14.04.10 / Verfasser: Lars Brechtelsbauer
Mit der Entscheidung Az: IV ZR 70/05 hat der BGH klargestellt, dass im Rahmen einer sogenannten Gesamtschuld jeder Gesamtschuldner für sich die Verjährung im Auge behalten muss, da er ansonsten möglicherweise auf Schadensanteilen, für die er letztlich gar nicht verantwortlich ist, sitzen bleibt.
Der Bundesgerichtshof hat hier insoweit gegen die Einzelfallgerechtigkeit und zugunsten des allgemeinen Rechtsfriedens entschieden. Die Problematik sei nochmals kurz wie folgt beschrieben:
Eine Gesamtschuld ist immer dann gegeben, wenn z. B. für einen bestimmten Schaden mehrere Personen gegenüber dem Geschädigten so haften, dass der Geschädigte jeden auf die volle Summe in Anspruch nehmen kann, insgesamt aber dennoch natürlich nur maximal einmal den vollen Ausgleich seines Schadens erhält. Die gesetzlichen Vorschriften, die eine solche Gesamtschuld anordnen, haben den Sinn, dass sich der Gläubiger keine Gedanken über die Haftungsverteilung zwischen den ihm Haftenden untereinander machen muss, sondern sich einfach einen von diesen aussuchen kann.
Dies führt in der Konsequenz dazu, dass derjenige, der dann vom Gläubiger tatsächlich in Anspruch genommen wird, regelmäßig seinerseits einen Anspruch gegenüber dem anderen Gesamtschuldner auf zumindest teilweisen Ausgleich hat, also Beteiligung am Schadensausgleich. Dieser Ausgleichsanspruch wird im wesentlichen durch § 426 BGB geregelt.
Ein typisches Beispiel aus dem Bereich des Baurechts stellt es z. B. dar, wenn ein Ofensetzer einen Ofen so mangelhaft gebaut hat, dass dieser einen Brand verursacht, dies aber nur dadurch, dass der ebenfalls dort tätige Lüftungsbauer eine Brandschutzklappe falsch eingebaut hat.

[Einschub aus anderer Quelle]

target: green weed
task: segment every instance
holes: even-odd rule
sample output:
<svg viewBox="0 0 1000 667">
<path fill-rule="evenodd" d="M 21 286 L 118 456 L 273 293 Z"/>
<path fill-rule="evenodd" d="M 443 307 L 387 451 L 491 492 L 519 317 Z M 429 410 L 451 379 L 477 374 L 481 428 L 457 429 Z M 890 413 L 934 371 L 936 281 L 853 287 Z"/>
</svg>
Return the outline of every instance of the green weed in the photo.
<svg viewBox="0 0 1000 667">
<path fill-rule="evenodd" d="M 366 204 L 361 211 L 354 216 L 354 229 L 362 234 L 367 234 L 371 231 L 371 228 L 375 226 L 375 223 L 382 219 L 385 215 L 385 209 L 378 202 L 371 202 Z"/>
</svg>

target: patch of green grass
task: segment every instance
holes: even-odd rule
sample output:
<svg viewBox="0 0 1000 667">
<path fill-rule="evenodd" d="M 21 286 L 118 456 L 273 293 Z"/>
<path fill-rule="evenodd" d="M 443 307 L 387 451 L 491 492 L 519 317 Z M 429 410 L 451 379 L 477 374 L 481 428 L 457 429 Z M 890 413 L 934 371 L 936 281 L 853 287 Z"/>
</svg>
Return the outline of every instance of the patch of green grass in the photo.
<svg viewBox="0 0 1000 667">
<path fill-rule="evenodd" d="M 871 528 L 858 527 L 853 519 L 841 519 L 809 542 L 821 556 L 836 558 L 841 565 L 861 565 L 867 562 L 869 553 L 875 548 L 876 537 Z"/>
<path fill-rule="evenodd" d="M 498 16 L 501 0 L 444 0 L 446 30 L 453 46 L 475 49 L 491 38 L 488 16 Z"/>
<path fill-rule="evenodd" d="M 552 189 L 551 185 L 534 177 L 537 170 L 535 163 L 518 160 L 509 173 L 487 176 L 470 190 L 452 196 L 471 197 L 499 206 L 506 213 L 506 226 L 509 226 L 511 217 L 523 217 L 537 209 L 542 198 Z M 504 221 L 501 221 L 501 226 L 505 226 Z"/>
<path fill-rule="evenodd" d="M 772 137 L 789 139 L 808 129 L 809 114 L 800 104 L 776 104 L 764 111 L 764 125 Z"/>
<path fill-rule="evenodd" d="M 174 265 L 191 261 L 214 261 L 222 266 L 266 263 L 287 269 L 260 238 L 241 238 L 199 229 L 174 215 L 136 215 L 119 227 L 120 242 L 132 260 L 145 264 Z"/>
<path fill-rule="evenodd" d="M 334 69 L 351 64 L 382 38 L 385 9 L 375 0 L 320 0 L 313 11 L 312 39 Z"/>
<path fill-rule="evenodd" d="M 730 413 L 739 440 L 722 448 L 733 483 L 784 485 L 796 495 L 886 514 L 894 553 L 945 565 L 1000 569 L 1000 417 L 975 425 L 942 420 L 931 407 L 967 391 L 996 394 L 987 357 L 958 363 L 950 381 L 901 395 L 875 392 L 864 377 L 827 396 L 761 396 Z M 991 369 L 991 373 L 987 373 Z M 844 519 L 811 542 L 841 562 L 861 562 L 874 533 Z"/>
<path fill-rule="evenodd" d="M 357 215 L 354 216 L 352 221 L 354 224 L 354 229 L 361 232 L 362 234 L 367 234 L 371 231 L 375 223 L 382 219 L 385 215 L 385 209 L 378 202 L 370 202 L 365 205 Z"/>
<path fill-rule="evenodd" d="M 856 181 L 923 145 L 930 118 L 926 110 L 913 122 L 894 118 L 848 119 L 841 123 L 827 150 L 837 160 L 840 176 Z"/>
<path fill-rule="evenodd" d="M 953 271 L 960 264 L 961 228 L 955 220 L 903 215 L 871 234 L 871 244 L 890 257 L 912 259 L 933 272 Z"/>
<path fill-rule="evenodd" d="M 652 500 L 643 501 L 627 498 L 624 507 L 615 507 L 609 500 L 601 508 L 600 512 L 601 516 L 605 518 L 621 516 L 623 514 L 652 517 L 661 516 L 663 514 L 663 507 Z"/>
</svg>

In einem solchen Falle haben zwei Handwerker jeweils eine Schadensursache gesetzt, die jeweils nur durch den Beitrag des anderen tatsächlich zum Schaden geführt hat.

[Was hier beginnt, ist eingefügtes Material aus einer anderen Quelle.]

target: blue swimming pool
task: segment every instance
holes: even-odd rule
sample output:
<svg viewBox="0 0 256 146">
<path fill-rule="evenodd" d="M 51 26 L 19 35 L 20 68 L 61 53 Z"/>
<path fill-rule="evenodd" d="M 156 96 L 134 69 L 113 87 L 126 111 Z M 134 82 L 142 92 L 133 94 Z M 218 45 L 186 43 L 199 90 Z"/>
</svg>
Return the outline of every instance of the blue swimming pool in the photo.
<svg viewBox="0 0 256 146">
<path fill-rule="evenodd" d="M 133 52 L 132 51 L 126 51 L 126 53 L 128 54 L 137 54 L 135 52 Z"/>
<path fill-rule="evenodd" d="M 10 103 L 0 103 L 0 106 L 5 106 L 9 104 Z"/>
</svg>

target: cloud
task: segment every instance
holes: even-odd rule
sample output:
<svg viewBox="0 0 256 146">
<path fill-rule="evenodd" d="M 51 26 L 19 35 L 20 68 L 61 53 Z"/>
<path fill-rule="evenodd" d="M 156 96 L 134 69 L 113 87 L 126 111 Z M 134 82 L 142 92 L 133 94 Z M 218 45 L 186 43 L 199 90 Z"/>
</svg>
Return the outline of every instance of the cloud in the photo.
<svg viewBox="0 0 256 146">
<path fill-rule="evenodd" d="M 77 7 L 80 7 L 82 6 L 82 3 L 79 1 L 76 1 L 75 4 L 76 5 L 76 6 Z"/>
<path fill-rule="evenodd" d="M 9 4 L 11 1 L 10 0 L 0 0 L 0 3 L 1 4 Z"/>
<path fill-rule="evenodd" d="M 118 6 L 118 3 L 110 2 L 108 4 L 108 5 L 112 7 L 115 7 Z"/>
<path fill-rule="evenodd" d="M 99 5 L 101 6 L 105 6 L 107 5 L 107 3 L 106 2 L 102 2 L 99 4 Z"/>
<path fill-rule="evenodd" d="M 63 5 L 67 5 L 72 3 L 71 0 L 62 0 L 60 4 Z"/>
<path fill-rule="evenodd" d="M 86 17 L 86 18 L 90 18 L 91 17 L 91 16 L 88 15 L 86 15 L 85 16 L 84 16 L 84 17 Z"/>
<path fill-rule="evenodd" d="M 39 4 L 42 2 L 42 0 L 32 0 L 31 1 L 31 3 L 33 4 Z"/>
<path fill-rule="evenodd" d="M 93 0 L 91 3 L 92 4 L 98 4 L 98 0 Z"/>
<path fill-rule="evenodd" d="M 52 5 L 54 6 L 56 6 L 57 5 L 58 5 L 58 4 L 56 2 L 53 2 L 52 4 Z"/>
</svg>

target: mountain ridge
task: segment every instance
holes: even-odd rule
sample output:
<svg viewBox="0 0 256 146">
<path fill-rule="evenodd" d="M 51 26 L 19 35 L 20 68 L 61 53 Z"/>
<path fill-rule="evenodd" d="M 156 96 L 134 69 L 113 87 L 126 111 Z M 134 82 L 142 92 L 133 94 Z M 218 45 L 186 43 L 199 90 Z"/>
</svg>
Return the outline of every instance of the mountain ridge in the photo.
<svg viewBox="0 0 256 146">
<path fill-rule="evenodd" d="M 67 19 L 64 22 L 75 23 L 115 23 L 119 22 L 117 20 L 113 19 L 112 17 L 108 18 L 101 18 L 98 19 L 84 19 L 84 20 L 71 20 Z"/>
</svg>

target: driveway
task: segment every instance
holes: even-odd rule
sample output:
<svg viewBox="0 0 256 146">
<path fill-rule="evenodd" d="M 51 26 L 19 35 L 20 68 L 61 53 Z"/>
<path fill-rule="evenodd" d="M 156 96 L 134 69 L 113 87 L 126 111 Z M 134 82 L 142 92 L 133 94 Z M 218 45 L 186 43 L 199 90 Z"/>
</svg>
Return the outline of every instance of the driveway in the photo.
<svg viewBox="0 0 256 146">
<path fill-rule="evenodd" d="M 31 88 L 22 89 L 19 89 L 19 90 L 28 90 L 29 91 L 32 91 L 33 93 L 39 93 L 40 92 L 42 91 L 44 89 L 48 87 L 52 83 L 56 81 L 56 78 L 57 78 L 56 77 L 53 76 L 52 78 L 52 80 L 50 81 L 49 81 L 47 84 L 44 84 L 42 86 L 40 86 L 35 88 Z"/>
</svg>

Nimmt in diesem Falle zulässigerweise der Bauherr lediglich den Ofenbauer auf Schadensersatz in Anspruch, wird dieser gegenüber dem Lüftungsbauer einen Anspruch darauf haben, ihm einen Teil - im Zweifel die Hälfte - der Kosten zu ersetzen.
Das nunmehr vom Bundesgerichtshof entschiedene Problem entsteht, wenn tatsächlich nur einer dieser Gesamtschuldner vom Geschädigten in Anspruch genommen wird und sich zunächst lediglich damit verteidigt, dass er aus technischen oder rechtlichen Gründen gar nicht hafte. Möglicherweise wird er dann erst nach einem langwierigen, Jahre dauernden Prozess zur Zahlung verurteilt. Fängt er nun erst an zu überlegen, bei wem er gegebenenfalls wegen Mitverantwortung Rückgriff nehmen könnte, kann dies, wie der BGH jetzt entschieden hat, zu spät sein. Denn – so führt der BGH aus - dieser Rückgriffanspruch gegen den Mitschädiger beginnt nicht erst bei einer Zahlung des verurteilten Gesamtschuldners zu verjähren, sondern in dem Zeitpunkt, in welchem dem in Anspruch genommenen Gesamtschuldner die Tatsachen bekannt sind, aus denen sich sein eventueller Ausgleichsanspruch gegen den weiteren Gesamtschuldner ergibt.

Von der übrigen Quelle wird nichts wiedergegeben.